The underlying issue is that the driver’s _send() function decides whether transmission can begin in at86rf215_tx_exec() solely based on the radio state, without considering that the radio may already be in the process of receiving a frame.
int at86rf215_tx_exec(at86rf215_t *dev)
{
/* write frame length */
at86rf215_reg_write16(dev, dev->BBC->RG_TXFLL, dev->tx_frame_len);
dev->retries = dev->retries_max;
dev->csma_retries = dev->csma_retries_max;
dev->flags |= AT86RF215_OPT_TX_PENDING;
if ((dev->flags & AT86RF215_OPT_CSMA) && !(dev->flags & AT86RF215_OPT_CCATX)) {
dev->flags |= AT86RF215_OPT_CCA_PENDING;
}
if (dev->state == AT86RF215_STATE_IDLE) { // <-- Suggested fix: Check if the AGCH bit is set in the device flags
at86rf215_rf_cmd(dev, CMD_RF_TXPREP);
} else {
DEBUG("[at86rf215] will TX after %s\n", at86rf215_sw_state2a(dev->state));
}
return 0;
}
Currently, if the radio state is reported as AT86RF215_STATE_IDLE, the driver immediately initiates transmission. However, the radio remains in the AT86RF215_STATE_IDLE state during the early phase of frame reception, so the driver mistakenly assumes it is safe to transmit. This leads to the collision between the automatic ACK handling and the manually initiated transmission.
The current fix I have in mind is adding a slight check for the AGCH bit in the device flags. The AGCH interrupt can be enabled, indicating when the radio is receiving valid start symbols of the preamble. With this, the transmission gets delayed until the radio received the current frame, effectively reducing the window in which the race condition can occur. However, this does not entirely solve the problem, as there can be cases in which the radio driver just issues the AGCH interrupt after a transmission is executed...

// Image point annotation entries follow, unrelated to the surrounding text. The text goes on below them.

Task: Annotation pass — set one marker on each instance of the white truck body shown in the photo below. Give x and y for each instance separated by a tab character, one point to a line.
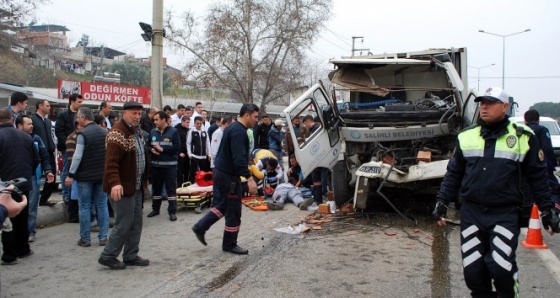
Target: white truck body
393	106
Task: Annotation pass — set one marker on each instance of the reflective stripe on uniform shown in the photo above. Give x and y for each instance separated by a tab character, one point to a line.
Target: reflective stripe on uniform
471	258
503	231
501	261
469	231
501	245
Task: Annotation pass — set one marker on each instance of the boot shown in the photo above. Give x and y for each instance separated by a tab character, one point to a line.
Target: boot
156	204
318	194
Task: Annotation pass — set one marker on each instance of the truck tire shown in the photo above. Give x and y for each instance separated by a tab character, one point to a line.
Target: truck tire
340	180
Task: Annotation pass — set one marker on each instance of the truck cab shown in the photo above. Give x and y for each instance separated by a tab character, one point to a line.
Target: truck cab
396	128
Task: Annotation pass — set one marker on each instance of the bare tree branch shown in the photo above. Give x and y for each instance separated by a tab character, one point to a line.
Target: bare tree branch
253	47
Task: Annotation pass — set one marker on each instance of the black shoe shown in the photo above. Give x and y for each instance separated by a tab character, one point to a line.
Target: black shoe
47	203
199	236
14	262
112	263
138	261
236	250
153	213
26	255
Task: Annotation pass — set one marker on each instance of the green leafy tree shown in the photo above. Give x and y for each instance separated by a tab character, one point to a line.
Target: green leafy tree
255	48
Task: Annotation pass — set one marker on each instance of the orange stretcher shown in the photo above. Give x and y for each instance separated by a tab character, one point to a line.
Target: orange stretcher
194	196
255	203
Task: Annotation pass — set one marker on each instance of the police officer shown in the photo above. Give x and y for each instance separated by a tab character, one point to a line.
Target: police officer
231	163
485	172
543	135
164	149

Thank you for debugging this! I now wonder if it would be easier converting the driver to the new radio HAL / subMAC so we can use the common 802.15.4 softMAC. 🤔
I think a refactoring of the driver is needed anyway. Currently, the CCATX feature is exposed only as an optional setting. During the refactoring or conversion process, I suggest enabling CCATX by default, since it significantly reduces the interrupt load during transmissions. (If I remember correctly, from 3 to 1 interrupt(s) at each start of a message transmission.)
However, the race condition will still occur and I'm "racking" my brain trying to figure out how to solve this.